Incorporating unit tests into a PySpark application requires upfront attention to the design of your jobs, or a potentially significant refactoring of existing code. Which statement describes a main benefit that offset this additional effort?
A. Improves the quality of your data
B. Validates a complete use case of your application
C. Troubleshooting is easier since all steps are isolated and tested individually
D. Yields faster deployment and execution times
E. Ensures that all steps interact correctly to achieve the desired end result
A data engineer is testing a collection of mathematical functions, one of which calculates the area under a curve as described by another function. Which kind of the test does the above line exemplify?
A. Integration
B. Unit
C. Manual
D. functional
Explanation:
A unit test is designed to verify the correctness of a small, isolated piece of
code, typically a single function. Testing a mathematical function that calculates the area
under a curve is an example of a unit test because it is testing a specific, individual function
to ensure it operates as expected.
References:
Software Testing Fundamentals: Unit Testing
A junior data engineer is migrating a workload from a relational database system to the Databricks Lakehouse. The source system uses a star schema, leveraging foreign key constrains and multi-table inserts to validate records on write. Which consideration will impact the decisions made by the engineer while migrating this workload?
A. All Delta Lake transactions are ACID compliance against a single table, and Databricks does not enforce foreign key constraints.
B. Databricks only allows foreign key constraints on hashed identifiers, which avoid collisions in highly-parallel writes.
C. Foreign keys must reference a primary key field; multi-table inserts must leverage Delta Lake's upsert functionality.

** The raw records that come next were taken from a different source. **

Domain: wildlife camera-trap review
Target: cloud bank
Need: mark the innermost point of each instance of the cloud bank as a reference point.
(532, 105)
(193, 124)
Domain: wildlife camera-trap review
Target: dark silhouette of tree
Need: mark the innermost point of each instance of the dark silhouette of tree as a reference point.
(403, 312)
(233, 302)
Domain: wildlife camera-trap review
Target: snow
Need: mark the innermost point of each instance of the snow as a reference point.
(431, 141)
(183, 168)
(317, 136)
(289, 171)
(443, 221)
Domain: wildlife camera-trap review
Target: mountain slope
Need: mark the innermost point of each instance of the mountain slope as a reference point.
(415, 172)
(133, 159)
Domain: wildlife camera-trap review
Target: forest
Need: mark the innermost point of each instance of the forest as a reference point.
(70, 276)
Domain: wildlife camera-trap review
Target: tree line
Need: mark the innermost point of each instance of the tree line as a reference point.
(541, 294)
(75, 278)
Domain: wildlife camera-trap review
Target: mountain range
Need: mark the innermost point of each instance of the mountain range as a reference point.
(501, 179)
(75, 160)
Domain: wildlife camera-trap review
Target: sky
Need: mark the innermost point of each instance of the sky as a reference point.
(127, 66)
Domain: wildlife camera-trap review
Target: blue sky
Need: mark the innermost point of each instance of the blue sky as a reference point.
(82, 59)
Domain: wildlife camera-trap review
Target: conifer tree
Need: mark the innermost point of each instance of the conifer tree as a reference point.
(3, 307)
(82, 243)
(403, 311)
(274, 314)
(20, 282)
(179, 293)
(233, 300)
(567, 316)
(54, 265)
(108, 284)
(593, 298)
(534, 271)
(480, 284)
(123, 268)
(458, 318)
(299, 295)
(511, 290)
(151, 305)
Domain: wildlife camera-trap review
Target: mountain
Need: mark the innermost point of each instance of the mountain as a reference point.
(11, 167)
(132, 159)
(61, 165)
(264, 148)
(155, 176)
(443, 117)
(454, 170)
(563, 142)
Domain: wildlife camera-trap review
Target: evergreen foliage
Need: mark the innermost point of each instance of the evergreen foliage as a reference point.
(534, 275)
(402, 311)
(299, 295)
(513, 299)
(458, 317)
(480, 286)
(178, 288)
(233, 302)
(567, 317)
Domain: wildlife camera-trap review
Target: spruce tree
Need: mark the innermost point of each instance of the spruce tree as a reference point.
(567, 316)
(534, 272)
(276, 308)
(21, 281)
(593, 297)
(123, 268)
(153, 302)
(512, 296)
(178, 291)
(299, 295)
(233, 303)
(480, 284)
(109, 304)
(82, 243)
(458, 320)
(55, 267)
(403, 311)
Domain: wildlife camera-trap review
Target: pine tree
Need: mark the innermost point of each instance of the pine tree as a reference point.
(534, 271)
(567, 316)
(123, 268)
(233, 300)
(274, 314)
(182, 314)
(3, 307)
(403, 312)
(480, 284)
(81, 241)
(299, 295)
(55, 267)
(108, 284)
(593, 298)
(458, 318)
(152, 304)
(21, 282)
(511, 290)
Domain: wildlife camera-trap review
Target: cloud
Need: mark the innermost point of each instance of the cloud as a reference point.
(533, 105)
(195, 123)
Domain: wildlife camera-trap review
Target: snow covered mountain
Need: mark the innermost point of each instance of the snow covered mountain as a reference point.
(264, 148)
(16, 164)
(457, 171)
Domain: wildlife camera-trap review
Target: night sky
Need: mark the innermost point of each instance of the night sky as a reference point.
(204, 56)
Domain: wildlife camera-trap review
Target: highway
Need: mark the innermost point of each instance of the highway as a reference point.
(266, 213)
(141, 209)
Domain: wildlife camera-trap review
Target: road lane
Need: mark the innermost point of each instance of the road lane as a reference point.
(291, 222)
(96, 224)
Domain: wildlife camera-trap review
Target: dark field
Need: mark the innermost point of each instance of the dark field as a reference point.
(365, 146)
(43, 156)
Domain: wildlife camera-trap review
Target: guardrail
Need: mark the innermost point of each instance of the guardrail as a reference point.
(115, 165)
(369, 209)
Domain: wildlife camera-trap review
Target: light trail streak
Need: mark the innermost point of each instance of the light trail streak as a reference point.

D. Committing to multiple tables simultaneously requires taking out multiple table locks and can lead to a state of deadlock.
Explanation:
In Databricks and Delta Lake, transactions are indeed ACID-compliant, but
this compliance is limited to single table transactions. Delta Lake does not inherently
enforce foreign key constraints, which are a staple in relational database systems for
maintaining referential integrity between tables. This means that when migrating workloads
from a relational database system to Databricks Lakehouse, engineers need to reconsider
how to maintain data integrity and relationships that were previously enforced by foreign
key constraints. Unlike traditional relational databases where foreign key constraints help in
maintaining the consistency across tables, in Databricks Lakehouse, the data engineer has
to manage data consistency and integrity at the application level or through careful design
of ETL processes.
References:
Databricks Documentation on Delta Lake: Delta Lake Guide
Databricks Documentation on ACID Transactions in Delta Lake: ACID
Transactions in Delta Lake
In order to prevent accidental commits to production data, a senior data engineer has instituted a policy that all development work will reference clones of Delta Lake tables. After testing both deep and shallow clone, development tables are created using shallow clone. A few weeks after initial table creation, the cloned versions of several tables implemented as Type 1 Slowly Changing Dimension (SCD) stop working. The transaction logs for the source tables show that vacuum was run the day before. Why are the cloned tables no longer working?
A. The data files compacted by vacuum are not tracked by the cloned metadata; running refresh on the cloned table will pull in recent changes.
B. Because Type 1 changes overwrite existing records, Delta Lake cannot guarantee data consistency for cloned tables.
C. The metadata created by the clone operation is referencing data files that were purged as invalid by the vacuum command
D. Running vacuum automatically invalidates any shallow clones of a table; deep clone should always be used when a cloned table will be repeatedly queried.
Explanation:
In Delta Lake, a shallow clone creates a new table by copying the metadata
of the source table without duplicating the data files. When the vacuum command is run on
the source table, it removes old data files that are no longer needed to maintain the
transactional log's integrity, potentially including files referenced by the shallow clone's
metadata. If these files are purged, the shallow cloned tables will reference non-existent
data files, causing them to stop working properly. This highlights the dependency of
shallow clones on the source table's data files and the impact of data management
operations like vacuum on these clones.
References: Databricks documentation on Delta
Lake, particularly the sections on cloning tables (shallow and deep cloning) and data
retention with the vacuum command (https://docs.databricks.com/delta/index.html).
The Databricks CLI is use to trigger a run of an existing job by passing the job_id parameter. The response that the job run request has been submitted successfully includes a filed run_id. Which statement describes what the number alongside this field represents?
A. The job_id is returned in this field.
B. The job_id and number of times the job has been are concatenated and returned.
C. The number of times the job definition has been run in the workspace.
D. The globally unique ID of the newly triggered run.
Explanation:
When triggering a job run using the Databricks CLI, the run_id field in the
response represents a globally unique identifier for that particular run of the job. This
run_id is distinct from the job_id. While the job_id identifies the job definition and is
constant across all runs of that job, the run_id is unique to each execution and is used to
track and query the status of that specific job run within the Databricks environment. This
distinction allows users to manage and reference individual executions of a job directly.